Can Caro's Roulette System Really Kill the House Edge?

Roulette is created as entertainment and is meant to be played solely for the amusement it brings. Regardless, there are so many who view it as a source of quick profit. These people are in constant search of ways on how to win roulette. The closest most got to the ultimate solution of winning the casino game is with roulette strategies, but even the best of these have glaring flaws and heavily dependent on luck.
Meanwhile, there are some people who claimed to have created the solution to this gambling dilemma. One of these is professional gambler, poker expert and casino executive Mike Caro. He created a "secret" roulette strategy, dubbed Caro's Roulette System # 1, which he claimed can cut down the house edge to absolutely nothing, so long as his instructions are carefully followed. He revealed this system online in the newsgroup rec.gambling.poker, circa 1997.
To start with, keep in mind that Caro's system is meant for American roulette, as it is the version the instructions for the system consistently refers to. In other strategies, you first decide on the amount you are going to gamble. This is not the case with Caro's. The player has to start by eliminating the "bad bets" or those Caro claimed will lose no matter what.

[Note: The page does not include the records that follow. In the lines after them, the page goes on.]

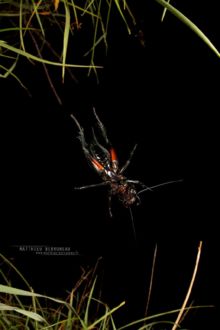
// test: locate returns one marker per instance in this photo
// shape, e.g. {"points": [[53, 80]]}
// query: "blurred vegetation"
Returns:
{"points": [[67, 33]]}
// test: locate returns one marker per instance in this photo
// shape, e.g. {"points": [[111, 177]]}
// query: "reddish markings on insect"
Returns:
{"points": [[104, 160], [97, 165]]}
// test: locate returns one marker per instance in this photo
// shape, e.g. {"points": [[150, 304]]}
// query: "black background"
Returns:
{"points": [[165, 98]]}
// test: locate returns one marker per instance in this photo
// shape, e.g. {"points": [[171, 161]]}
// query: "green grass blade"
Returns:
{"points": [[190, 24], [109, 313], [3, 44], [65, 37], [20, 292], [32, 315], [122, 15]]}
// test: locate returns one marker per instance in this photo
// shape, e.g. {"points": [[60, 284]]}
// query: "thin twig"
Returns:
{"points": [[151, 281], [189, 289]]}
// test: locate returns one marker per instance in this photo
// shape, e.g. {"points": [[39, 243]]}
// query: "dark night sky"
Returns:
{"points": [[165, 98]]}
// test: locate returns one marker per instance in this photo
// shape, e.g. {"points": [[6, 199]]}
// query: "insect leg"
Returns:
{"points": [[137, 182], [92, 185], [133, 226], [129, 159], [158, 185], [82, 138], [110, 205], [102, 128]]}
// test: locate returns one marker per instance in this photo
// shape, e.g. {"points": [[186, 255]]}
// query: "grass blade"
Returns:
{"points": [[190, 24]]}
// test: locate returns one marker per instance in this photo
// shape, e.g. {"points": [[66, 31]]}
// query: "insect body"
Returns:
{"points": [[105, 162]]}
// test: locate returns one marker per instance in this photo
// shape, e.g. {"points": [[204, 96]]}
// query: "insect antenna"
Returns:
{"points": [[158, 185]]}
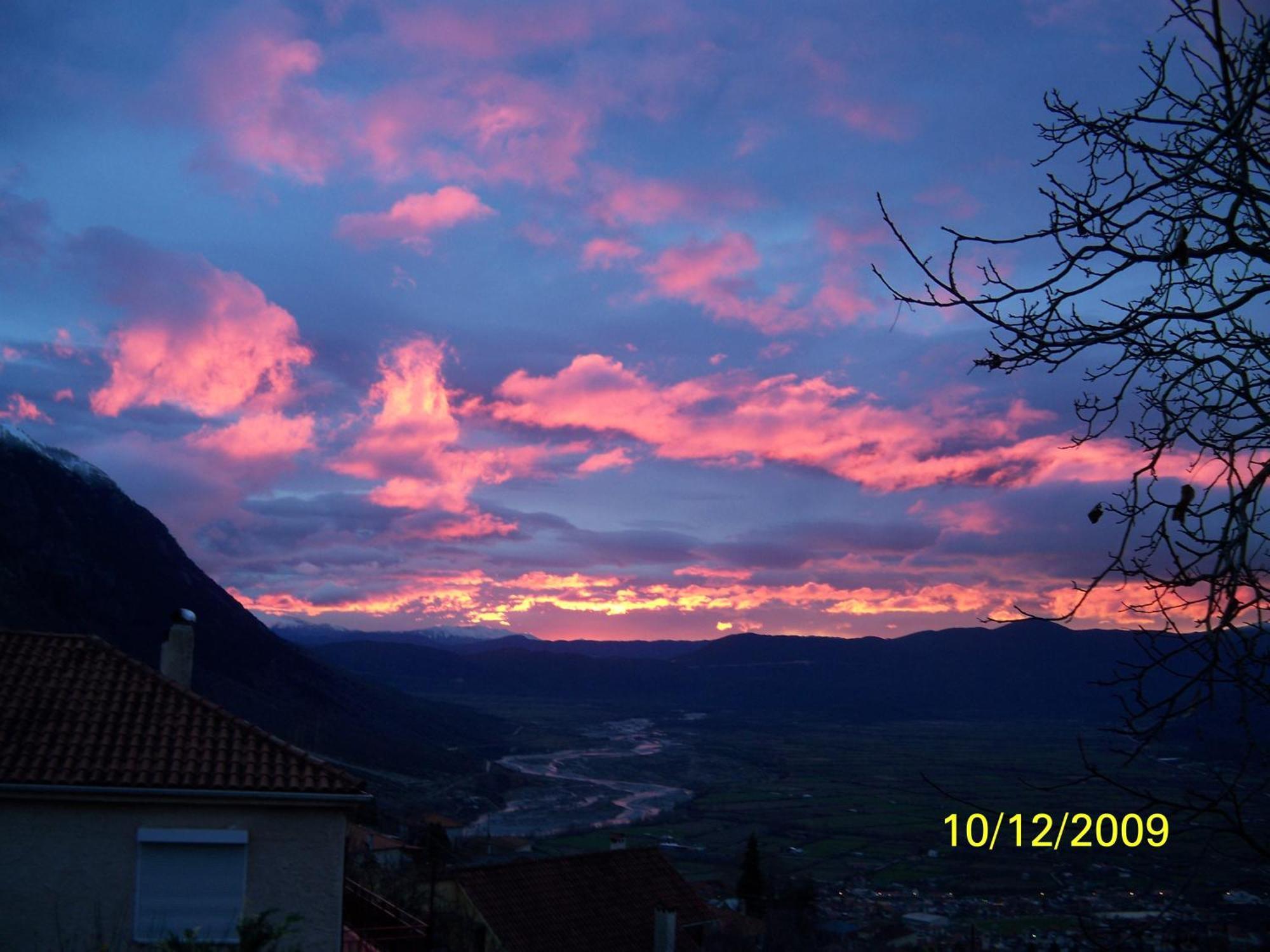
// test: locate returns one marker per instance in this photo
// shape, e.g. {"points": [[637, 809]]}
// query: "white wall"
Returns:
{"points": [[68, 870]]}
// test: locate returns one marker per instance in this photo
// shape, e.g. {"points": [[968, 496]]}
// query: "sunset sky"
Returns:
{"points": [[557, 317]]}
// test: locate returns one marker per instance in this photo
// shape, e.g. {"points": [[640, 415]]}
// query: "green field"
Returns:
{"points": [[866, 804]]}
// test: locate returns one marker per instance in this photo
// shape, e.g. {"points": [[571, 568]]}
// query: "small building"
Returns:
{"points": [[133, 809], [622, 901]]}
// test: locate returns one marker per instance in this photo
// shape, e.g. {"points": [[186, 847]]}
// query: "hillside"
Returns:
{"points": [[1024, 670], [78, 555]]}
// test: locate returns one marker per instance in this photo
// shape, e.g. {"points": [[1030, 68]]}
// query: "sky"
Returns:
{"points": [[556, 317]]}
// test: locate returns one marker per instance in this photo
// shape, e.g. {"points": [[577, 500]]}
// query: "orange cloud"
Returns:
{"points": [[736, 420], [234, 348], [258, 437], [415, 219], [477, 597]]}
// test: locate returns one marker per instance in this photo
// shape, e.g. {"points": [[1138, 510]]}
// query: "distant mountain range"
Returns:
{"points": [[78, 555], [1023, 670], [450, 635]]}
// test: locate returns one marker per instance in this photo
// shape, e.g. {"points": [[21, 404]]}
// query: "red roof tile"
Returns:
{"points": [[77, 711], [585, 903]]}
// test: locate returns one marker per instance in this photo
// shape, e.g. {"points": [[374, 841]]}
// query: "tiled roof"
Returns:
{"points": [[584, 903], [77, 711]]}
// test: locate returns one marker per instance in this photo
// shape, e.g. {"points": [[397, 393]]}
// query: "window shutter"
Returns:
{"points": [[190, 880]]}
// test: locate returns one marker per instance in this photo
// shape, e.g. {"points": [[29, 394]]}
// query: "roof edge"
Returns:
{"points": [[73, 791]]}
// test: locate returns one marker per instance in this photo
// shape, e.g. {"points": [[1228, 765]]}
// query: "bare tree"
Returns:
{"points": [[1158, 285]]}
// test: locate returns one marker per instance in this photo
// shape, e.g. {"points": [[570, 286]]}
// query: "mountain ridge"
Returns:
{"points": [[79, 557]]}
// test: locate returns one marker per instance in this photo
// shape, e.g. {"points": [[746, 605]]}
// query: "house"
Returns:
{"points": [[622, 901], [133, 809], [382, 849]]}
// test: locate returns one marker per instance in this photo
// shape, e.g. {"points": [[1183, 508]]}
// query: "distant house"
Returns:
{"points": [[623, 901], [380, 847], [133, 809]]}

The first to be discarded are the even-money bets due to them being "poor wagers" according to Caro. Next should be the zeroes, for the well-known reason that it simply isn't wise to bet on one. This is followed by the elimination of odd red and even black bets, as they perform badly on Caro's two trillion computer trials. Even red and odd black bets would naturally remain, from which you have to exclude 30 and all numbers starting from 11 going clockwise to 14. Now you may bet on the remaining numbers without worrying about losing.
Unfortunately, there's a big catch to this. Consider this: if you remove the 0, 00, all odd red, and all even black bets, you'll be left with the numbers 30 followed by 11 and ending in 14 if you go through the wheel clockwise - exactly the last numbers Caro tells you to eliminate. That should therefore mean that you'll be betting on nothing. Now that technically eliminates the house edge!
Mike Caro himself revealed in a Poker1 article that his system removes the house edge by not letting the player place a bet at all. The article implies that this prank is no more than a way to teach people that there are some casino games that can never be beaten - with or without a system involved - and roulette is listed in the latter category. Strange enough though, some top mathematicians have endorsed this system - whether they are genuinely fooled or just pushed themselves into the joke is up to debate.
In the sense that roulette can never be beaten, Caro isn't wrong since roulette is a game that's based on pure chance. Don't let this fact turn you off the game however. You can still play and enjoy it with or without a system, treating it as you ought to in the first place - as a mere source of amusement.